Using Documents in Structify¶

In many cases, a wealth of unstructured data lies within documents without set formats. Structify allows you to upload these documents and extract the data you need from them.

Uploading Documents¶

You can upload documents to Structify using client.documents.upload by passing the file in binary mode. You will also need to specify the path you want to store the document on your Structify account, along with the type of document.

from structify import Structify
client = Structify()

file = "/path/to/your/document.pdf"

client.documents.upload(
    content=open(file, "rb").read(),
    path=b"/path/on/your/Structify/remote.pdf",
    file_type="PDF"
)

Currently, we support the following document formats:

PDFs
Text files (TXT, CSV, etc.)
Images (JPG, PNG, etc.)

We are working to support more formats in the future, such as:

Word documents (DOCX)
Excel spreadsheets (XLSX)
PowerPoint presentations (PPTX)

In the meantime, we recommend converting all your documents to either PDFs or images before uploading them to Structify. With the DocumentImage structuring endpoint (read more about it in the Structuring Data section), you can extract data from any document type after converting it to an image.
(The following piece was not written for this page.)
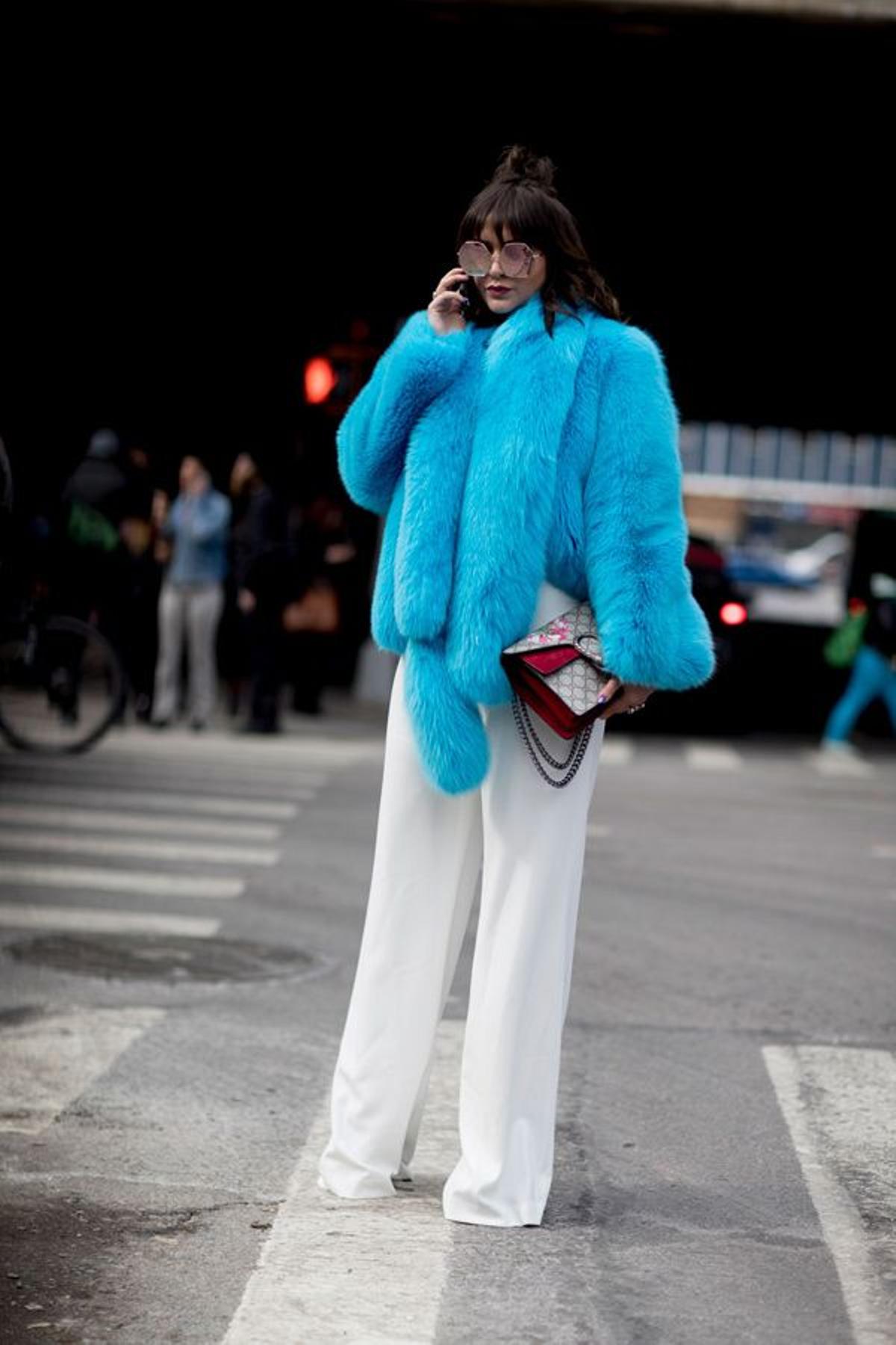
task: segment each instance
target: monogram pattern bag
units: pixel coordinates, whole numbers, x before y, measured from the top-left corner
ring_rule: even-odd
[[[598,705],[613,674],[603,663],[603,647],[590,603],[579,603],[508,644],[501,666],[513,687],[513,717],[539,773],[555,788],[568,784],[579,769],[591,738],[594,720],[622,693]],[[571,738],[570,755],[557,760],[539,738],[529,709],[563,738]],[[537,755],[536,755],[537,753]],[[548,775],[539,756],[557,771]]]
Once you’ve uploaded them, you can use our other document endpoints to list, download, and delete the documents.

Here are examples of how you would use those endpoints:

# Listing all documents will return a JSON object of all your uploaded documents
client.documents.list()

# Download a document by specifying the name of the document. This will return the document in binary mode, which we can save to your local machine.
document = client.documents.download(file_path='/path/on/your/Structify/remote.pdf')
open("downloaded_document.pdf", "wb").write(document.read())
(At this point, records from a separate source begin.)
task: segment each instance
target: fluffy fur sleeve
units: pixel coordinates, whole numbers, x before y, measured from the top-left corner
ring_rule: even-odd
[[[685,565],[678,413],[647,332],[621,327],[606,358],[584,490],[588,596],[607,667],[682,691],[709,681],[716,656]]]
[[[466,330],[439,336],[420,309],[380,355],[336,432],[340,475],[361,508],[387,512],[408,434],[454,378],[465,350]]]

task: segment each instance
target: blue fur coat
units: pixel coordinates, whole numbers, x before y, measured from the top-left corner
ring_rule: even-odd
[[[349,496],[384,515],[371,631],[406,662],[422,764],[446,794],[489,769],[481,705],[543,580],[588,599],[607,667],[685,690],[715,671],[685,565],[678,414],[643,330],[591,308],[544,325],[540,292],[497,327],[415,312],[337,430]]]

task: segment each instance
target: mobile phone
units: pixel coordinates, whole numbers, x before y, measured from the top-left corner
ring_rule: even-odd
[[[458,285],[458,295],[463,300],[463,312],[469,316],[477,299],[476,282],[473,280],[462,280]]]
# Delete a document by specifying the name of the document. This will remove the document from your Structify account.
client.documents.delete(file_path='/path/on/your/Structify/remote.pdf')

Extracting Data from Documents¶

Creating datasets from documents is quite simple. You just use client.structure.run_async method and specify the document file path or paths you want to include in the dataset through the relevant Python object.

from structify.types.structure_run_async_params import SourcePdf, SourcePdfPdf

client.structure.run_async(
    dataset="startups",
    source=SourcePdf(pdf=SourcePdfPdf(path="/path/to/your/document.pdf")),
)

And just like that you’ve created a dataset from your documents.